This conversation happened twice in the last few weeks at work, the
first time during my 1:1 with my manager, and a second time with the
whole team.
We were investigating [[http://riemann.io/][Riemann]], and we started to
discuss what it would means to adopt this technology in our stack.
Riemann is written in Clojure, and no one at work is really familiar
with this language (except for me, and I'm don't consider myself
efficient with it).
The question is how do you deal with a new tool when there's only one
person in the team that can read the code, and therefore contribute to
the project to add features, fix bugs, etc. Are we supposed to be
familiar with the code of the things that we use?

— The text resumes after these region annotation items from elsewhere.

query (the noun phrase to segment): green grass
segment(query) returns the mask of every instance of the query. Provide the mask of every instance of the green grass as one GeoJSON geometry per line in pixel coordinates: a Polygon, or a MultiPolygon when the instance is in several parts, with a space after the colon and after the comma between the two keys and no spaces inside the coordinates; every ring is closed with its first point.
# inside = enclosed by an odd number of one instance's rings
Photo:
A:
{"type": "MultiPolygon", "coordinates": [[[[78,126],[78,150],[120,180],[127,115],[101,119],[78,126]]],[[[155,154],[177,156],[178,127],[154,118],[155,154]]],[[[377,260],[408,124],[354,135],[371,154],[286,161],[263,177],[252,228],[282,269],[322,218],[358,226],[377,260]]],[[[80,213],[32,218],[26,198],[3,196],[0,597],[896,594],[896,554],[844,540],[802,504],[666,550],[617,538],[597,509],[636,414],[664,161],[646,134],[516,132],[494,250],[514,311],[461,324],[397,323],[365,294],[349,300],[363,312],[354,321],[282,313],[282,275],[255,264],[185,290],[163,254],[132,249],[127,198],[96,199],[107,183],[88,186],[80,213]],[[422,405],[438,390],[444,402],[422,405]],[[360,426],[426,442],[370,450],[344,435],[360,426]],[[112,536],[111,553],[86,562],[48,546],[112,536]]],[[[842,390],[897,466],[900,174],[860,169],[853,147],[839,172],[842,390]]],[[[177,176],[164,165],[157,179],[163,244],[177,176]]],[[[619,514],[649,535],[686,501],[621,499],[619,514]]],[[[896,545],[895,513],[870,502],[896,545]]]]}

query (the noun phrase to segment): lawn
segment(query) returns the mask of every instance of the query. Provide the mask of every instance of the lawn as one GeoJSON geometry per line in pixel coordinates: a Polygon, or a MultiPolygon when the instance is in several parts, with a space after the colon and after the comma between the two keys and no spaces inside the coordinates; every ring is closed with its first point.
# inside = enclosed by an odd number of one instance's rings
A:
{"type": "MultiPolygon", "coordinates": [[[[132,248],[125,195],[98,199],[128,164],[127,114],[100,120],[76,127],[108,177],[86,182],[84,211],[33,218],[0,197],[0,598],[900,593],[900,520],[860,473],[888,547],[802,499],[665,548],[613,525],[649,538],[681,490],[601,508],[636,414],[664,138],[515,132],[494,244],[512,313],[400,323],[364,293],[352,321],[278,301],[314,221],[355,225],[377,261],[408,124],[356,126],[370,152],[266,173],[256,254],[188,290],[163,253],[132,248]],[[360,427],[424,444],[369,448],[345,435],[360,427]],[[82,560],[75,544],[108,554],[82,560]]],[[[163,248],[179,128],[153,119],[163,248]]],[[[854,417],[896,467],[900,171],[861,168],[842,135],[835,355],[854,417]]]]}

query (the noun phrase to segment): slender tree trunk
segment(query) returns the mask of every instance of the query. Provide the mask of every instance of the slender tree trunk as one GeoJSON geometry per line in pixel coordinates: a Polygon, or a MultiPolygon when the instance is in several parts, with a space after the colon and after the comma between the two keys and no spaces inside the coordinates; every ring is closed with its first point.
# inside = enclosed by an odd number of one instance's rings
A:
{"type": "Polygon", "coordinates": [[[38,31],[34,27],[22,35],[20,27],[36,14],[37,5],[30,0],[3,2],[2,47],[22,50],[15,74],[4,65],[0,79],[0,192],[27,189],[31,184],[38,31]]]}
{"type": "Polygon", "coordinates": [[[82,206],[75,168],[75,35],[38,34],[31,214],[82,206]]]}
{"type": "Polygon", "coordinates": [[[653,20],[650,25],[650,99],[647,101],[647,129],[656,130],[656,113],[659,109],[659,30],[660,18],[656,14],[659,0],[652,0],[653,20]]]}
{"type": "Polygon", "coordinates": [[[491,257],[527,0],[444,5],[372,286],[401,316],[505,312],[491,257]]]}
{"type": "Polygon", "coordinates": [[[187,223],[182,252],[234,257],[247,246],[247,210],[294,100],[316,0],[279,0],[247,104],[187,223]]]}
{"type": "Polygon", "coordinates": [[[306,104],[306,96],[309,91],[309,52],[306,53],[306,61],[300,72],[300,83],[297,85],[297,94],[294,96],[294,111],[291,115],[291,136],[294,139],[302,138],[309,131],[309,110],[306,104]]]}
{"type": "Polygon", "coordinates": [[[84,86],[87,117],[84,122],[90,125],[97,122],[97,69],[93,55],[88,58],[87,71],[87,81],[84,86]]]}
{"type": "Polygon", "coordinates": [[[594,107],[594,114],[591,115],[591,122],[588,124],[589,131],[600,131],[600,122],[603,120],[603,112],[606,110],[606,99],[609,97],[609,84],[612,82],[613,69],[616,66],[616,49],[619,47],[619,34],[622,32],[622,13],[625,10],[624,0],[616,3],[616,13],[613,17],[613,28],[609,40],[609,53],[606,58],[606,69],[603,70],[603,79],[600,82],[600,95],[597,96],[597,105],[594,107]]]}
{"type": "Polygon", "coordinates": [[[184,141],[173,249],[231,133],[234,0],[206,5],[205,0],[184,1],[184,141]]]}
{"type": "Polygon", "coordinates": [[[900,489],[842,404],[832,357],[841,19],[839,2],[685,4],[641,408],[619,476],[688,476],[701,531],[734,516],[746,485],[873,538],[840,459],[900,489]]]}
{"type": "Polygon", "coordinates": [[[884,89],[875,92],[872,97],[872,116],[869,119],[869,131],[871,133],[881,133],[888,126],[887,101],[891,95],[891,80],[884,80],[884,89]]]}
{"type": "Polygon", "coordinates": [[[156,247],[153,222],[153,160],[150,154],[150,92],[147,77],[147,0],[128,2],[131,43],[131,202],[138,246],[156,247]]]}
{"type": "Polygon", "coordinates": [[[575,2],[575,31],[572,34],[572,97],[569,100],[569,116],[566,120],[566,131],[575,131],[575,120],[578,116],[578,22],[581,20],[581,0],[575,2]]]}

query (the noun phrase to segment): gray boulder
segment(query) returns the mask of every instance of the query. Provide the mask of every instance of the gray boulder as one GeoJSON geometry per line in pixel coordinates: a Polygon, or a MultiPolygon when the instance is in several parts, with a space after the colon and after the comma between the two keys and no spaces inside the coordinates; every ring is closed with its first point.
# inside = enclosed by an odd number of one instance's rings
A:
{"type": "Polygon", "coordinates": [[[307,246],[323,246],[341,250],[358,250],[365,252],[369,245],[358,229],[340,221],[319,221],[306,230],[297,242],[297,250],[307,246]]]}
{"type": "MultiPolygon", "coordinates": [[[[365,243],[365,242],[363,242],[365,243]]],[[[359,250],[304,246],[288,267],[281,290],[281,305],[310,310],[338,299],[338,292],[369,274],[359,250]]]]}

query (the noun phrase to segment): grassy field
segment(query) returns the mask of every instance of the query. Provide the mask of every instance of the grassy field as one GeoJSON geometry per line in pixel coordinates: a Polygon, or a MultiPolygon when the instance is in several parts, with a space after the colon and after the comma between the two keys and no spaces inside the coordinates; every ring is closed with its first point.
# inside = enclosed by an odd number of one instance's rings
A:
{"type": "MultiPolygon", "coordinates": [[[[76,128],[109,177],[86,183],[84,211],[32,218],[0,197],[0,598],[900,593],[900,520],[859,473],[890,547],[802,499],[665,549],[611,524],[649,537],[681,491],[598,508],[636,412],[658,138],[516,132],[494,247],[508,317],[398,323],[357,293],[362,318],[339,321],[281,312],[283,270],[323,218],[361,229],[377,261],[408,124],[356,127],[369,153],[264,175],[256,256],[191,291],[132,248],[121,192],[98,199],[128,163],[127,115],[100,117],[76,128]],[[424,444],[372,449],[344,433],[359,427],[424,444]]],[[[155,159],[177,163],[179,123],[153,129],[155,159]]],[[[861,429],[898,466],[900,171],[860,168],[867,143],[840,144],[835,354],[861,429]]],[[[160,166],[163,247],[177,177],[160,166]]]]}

I've never read the code of MySQL, I've read parts of Apache's code, and
I've never looked at the source of the Linux' kernel. At the same time,
I usually read the code of the Perl and Python libraries I use
frequently, I've also read the source of statsd and Graphite (two other
tools that we looked at) in order to understand what they do and hunt
for issues (in the way we use them) or bugs.
I see two ways to approach this question so far: as a developer and as a
user. As a developer, I consider that I *have to* read and understand
the code of the libraries my code depends on (we've found some serious
issues in libraries we use daily because of this approach).

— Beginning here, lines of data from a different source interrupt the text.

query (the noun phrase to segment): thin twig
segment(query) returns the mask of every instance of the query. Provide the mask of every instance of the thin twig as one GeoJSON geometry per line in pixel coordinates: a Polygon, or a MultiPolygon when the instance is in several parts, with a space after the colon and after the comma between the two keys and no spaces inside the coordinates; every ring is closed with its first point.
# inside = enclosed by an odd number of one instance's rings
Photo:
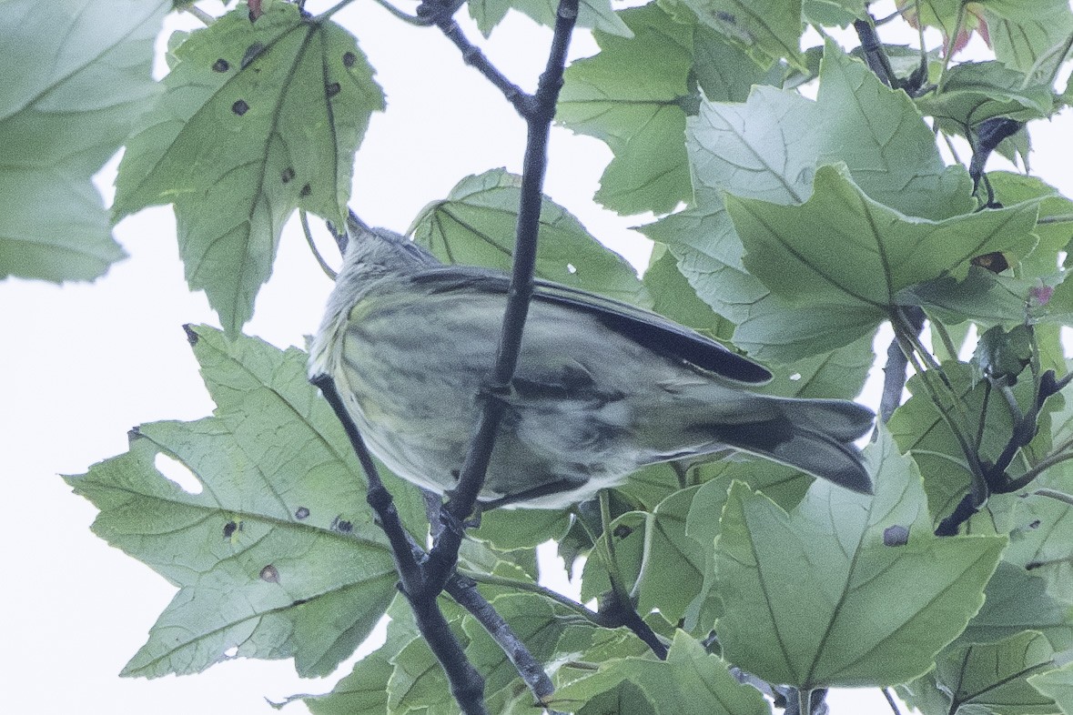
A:
{"type": "Polygon", "coordinates": [[[412,537],[402,526],[398,511],[392,500],[391,492],[384,488],[372,456],[365,446],[365,441],[357,431],[357,426],[347,412],[346,405],[336,389],[335,381],[328,375],[317,375],[310,381],[320,388],[324,399],[335,411],[343,430],[350,438],[351,446],[357,455],[362,468],[368,479],[367,501],[376,511],[380,527],[387,536],[395,560],[395,568],[401,579],[402,595],[410,601],[417,628],[428,646],[432,650],[451,686],[451,694],[466,715],[486,715],[484,706],[484,677],[473,668],[458,639],[455,638],[443,612],[440,611],[436,593],[426,587],[428,581],[426,569],[415,555],[412,537]]]}
{"type": "Polygon", "coordinates": [[[523,591],[526,593],[533,593],[544,596],[555,602],[570,609],[571,612],[585,619],[592,625],[600,625],[600,619],[596,613],[590,611],[585,607],[584,604],[578,604],[573,598],[569,596],[563,596],[558,591],[553,591],[546,586],[542,586],[539,583],[532,581],[523,581],[521,579],[511,579],[505,576],[496,576],[495,574],[483,574],[481,571],[471,571],[469,569],[459,568],[458,574],[467,578],[473,579],[477,583],[486,583],[490,586],[503,586],[506,589],[513,589],[515,591],[523,591]]]}
{"type": "Polygon", "coordinates": [[[515,635],[510,624],[476,590],[476,583],[473,579],[456,572],[447,580],[444,590],[484,626],[484,629],[503,651],[503,655],[521,675],[521,680],[525,681],[536,700],[541,703],[547,702],[555,691],[552,679],[544,672],[544,668],[536,661],[536,658],[529,653],[529,649],[515,635]]]}
{"type": "MultiPolygon", "coordinates": [[[[521,172],[521,197],[515,233],[514,271],[508,292],[506,310],[500,334],[496,363],[488,376],[481,415],[474,431],[473,442],[462,463],[458,486],[454,490],[447,510],[459,522],[467,518],[476,505],[476,498],[484,486],[485,473],[491,460],[491,450],[499,432],[499,423],[506,412],[503,397],[510,393],[511,379],[517,367],[521,351],[521,332],[529,313],[529,300],[533,292],[533,270],[536,263],[536,234],[540,227],[540,209],[543,199],[544,173],[547,168],[547,140],[550,133],[555,107],[562,87],[562,74],[567,63],[567,48],[577,19],[578,0],[561,0],[556,15],[555,32],[547,68],[540,77],[535,95],[535,108],[526,118],[529,136],[526,143],[525,161],[521,172]]],[[[432,547],[430,561],[443,569],[444,578],[457,558],[461,533],[446,530],[432,547]]]]}
{"type": "MultiPolygon", "coordinates": [[[[481,48],[469,41],[462,29],[458,27],[458,23],[451,16],[437,20],[436,26],[440,28],[444,36],[454,43],[455,47],[462,54],[462,61],[484,75],[496,89],[502,92],[506,101],[511,103],[523,118],[528,119],[529,115],[536,110],[536,98],[521,91],[517,85],[508,79],[506,75],[500,72],[487,56],[481,51],[481,48]]],[[[556,96],[558,96],[558,93],[556,93],[556,96]]]]}
{"type": "Polygon", "coordinates": [[[332,270],[332,266],[324,260],[324,256],[322,256],[321,252],[317,250],[317,244],[313,243],[313,232],[309,228],[309,217],[306,214],[306,209],[298,209],[298,221],[302,223],[302,233],[306,236],[306,243],[309,244],[309,250],[312,251],[318,265],[321,267],[321,270],[323,270],[324,273],[334,281],[338,273],[332,270]]]}
{"type": "MultiPolygon", "coordinates": [[[[924,311],[912,306],[902,309],[906,316],[906,327],[920,332],[924,329],[924,311]]],[[[906,388],[906,368],[909,367],[909,358],[902,351],[898,336],[891,340],[886,348],[886,364],[883,367],[883,397],[879,403],[879,416],[883,422],[891,419],[891,415],[901,404],[901,396],[906,388]]]]}
{"type": "Polygon", "coordinates": [[[891,711],[894,715],[901,715],[901,711],[898,710],[898,702],[894,699],[891,688],[880,688],[880,690],[883,692],[883,697],[886,698],[886,704],[891,705],[891,711]]]}
{"type": "Polygon", "coordinates": [[[1065,492],[1060,492],[1057,489],[1042,488],[1042,489],[1037,489],[1032,493],[1038,496],[1048,496],[1053,500],[1058,500],[1059,502],[1063,502],[1065,504],[1073,506],[1073,494],[1067,494],[1065,492]]]}

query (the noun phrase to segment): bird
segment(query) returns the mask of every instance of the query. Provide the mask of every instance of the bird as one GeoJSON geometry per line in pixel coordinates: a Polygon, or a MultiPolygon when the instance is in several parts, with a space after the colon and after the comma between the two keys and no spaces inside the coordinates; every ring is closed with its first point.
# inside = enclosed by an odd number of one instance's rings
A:
{"type": "MultiPolygon", "coordinates": [[[[309,356],[369,450],[450,495],[496,360],[510,277],[444,265],[351,214],[309,356]]],[[[535,280],[480,506],[562,509],[660,462],[730,450],[871,493],[854,441],[870,409],[758,393],[762,364],[657,313],[535,280]]]]}

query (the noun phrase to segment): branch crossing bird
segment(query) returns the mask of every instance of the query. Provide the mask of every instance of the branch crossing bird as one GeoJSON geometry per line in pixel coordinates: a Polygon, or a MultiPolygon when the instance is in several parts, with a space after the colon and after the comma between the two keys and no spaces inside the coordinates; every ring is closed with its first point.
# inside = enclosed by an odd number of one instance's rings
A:
{"type": "MultiPolygon", "coordinates": [[[[450,492],[496,359],[510,277],[443,265],[356,218],[348,229],[310,375],[333,378],[389,470],[450,492]]],[[[765,368],[656,313],[538,280],[523,336],[485,508],[564,508],[647,464],[727,449],[871,491],[853,444],[871,428],[868,408],[753,392],[771,377],[765,368]]]]}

For services we use in the infrastructure, it depends of the size of the
tool and it's community. For a new product, or when the documentation is
too sparse, or when the community is rather small, it's a good thing to
be able to look at the code and explain what it does. For bigger
projects (MySQL, Apache, Riak), so far I've relied on the experiences
people had with the tools, the community.

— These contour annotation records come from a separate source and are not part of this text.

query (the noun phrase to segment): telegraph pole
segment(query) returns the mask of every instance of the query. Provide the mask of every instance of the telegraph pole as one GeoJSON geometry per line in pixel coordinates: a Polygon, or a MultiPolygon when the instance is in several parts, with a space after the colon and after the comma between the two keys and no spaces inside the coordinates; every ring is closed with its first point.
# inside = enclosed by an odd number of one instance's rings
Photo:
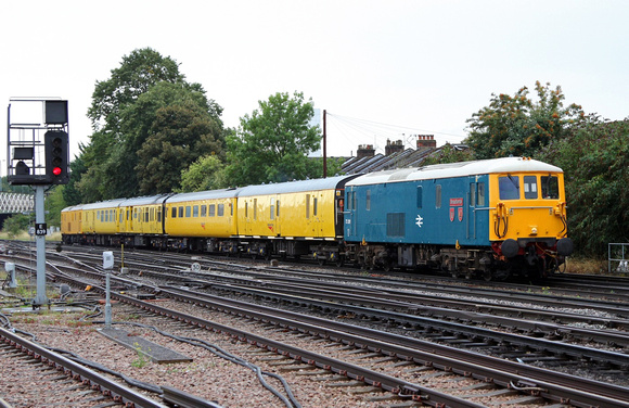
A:
{"type": "Polygon", "coordinates": [[[328,177],[328,127],[325,126],[326,112],[323,110],[323,178],[328,177]]]}

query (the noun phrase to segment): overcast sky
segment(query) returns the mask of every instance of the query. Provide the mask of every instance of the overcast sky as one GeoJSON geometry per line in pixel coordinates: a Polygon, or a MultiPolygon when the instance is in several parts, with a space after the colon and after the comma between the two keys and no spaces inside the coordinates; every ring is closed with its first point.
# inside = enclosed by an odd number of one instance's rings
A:
{"type": "MultiPolygon", "coordinates": [[[[460,142],[491,93],[527,86],[532,97],[536,80],[587,113],[629,115],[626,0],[22,0],[1,10],[0,104],[68,100],[73,156],[89,143],[95,81],[145,47],[200,82],[229,127],[275,92],[304,92],[329,113],[330,156],[358,144],[382,152],[387,139],[409,148],[416,133],[460,142]]],[[[5,107],[0,123],[4,151],[5,107]]]]}

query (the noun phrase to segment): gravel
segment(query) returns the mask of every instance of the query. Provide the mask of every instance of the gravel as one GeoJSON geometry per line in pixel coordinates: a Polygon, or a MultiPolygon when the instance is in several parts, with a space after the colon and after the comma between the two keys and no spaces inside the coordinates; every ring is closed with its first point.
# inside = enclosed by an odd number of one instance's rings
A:
{"type": "MultiPolygon", "coordinates": [[[[176,306],[168,302],[167,307],[176,306]]],[[[230,317],[221,317],[219,314],[202,311],[198,307],[181,304],[178,309],[189,309],[195,315],[208,315],[215,319],[233,320],[230,317]]],[[[184,310],[185,311],[185,310],[184,310]]],[[[268,354],[260,353],[258,348],[242,344],[206,330],[182,329],[179,323],[169,323],[162,318],[143,317],[124,305],[116,304],[113,307],[114,321],[132,321],[136,323],[156,326],[159,330],[169,333],[179,331],[178,334],[202,339],[218,347],[229,350],[241,358],[259,365],[262,370],[275,372],[282,375],[291,386],[295,399],[303,407],[378,407],[381,404],[367,401],[363,395],[351,394],[348,387],[330,387],[330,378],[318,375],[299,375],[299,371],[281,371],[282,366],[272,366],[273,361],[265,361],[268,354]]],[[[258,381],[256,373],[230,360],[217,357],[208,350],[176,340],[166,337],[153,330],[114,324],[114,328],[128,331],[130,334],[140,335],[162,346],[171,348],[180,354],[193,358],[192,362],[179,362],[159,365],[149,361],[137,350],[126,348],[104,337],[98,332],[102,324],[82,323],[79,315],[72,314],[28,314],[13,316],[13,326],[28,331],[37,336],[37,342],[48,347],[69,350],[85,359],[89,359],[108,367],[112,370],[124,373],[143,382],[155,385],[169,385],[185,391],[207,400],[214,400],[222,407],[286,407],[279,397],[265,388],[258,381]]],[[[231,321],[233,323],[233,321],[231,321]]],[[[227,323],[227,321],[226,321],[227,323]]],[[[245,321],[242,322],[247,326],[245,321]]],[[[248,324],[249,329],[251,326],[248,324]]],[[[255,328],[254,328],[255,329],[255,328]]],[[[261,329],[256,329],[261,330],[261,329]]],[[[308,340],[303,340],[304,346],[308,340]]],[[[275,355],[273,355],[275,357],[275,355]]],[[[304,372],[301,371],[301,374],[304,372]]],[[[280,381],[268,379],[268,382],[283,392],[280,381]]],[[[332,381],[334,382],[334,381],[332,381]]],[[[50,401],[40,401],[46,395],[47,388],[55,385],[37,379],[20,379],[20,392],[15,392],[15,375],[10,366],[0,367],[0,398],[5,399],[15,407],[43,407],[50,401]],[[10,392],[8,392],[10,390],[10,392]]],[[[285,393],[283,393],[285,395],[285,393]]],[[[378,393],[382,395],[382,393],[378,393]]],[[[67,406],[67,405],[66,405],[67,406]]]]}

I'll conclude this post with an anecdote. Last Thursday we were trying
to understand why the CPU load on the Graphite's box went over the roof
when we added about 25% more metrics to it. With Abe and Hachi we said
"ok let's dig into this problem". You could have guessed who are the ops
while looking at the scene. We were looking for the same things: reads
and write. Abe and Hachi started to do that with the help of =strace=,
while I started to walk through the code. I think the two ways are
valid, at least you can use one to correlate the other, and they gave
you different information (=strace= will help you to time the
operations, while the code would explain what you're writing and
reading).
I'm curious to hear how other approach this problem.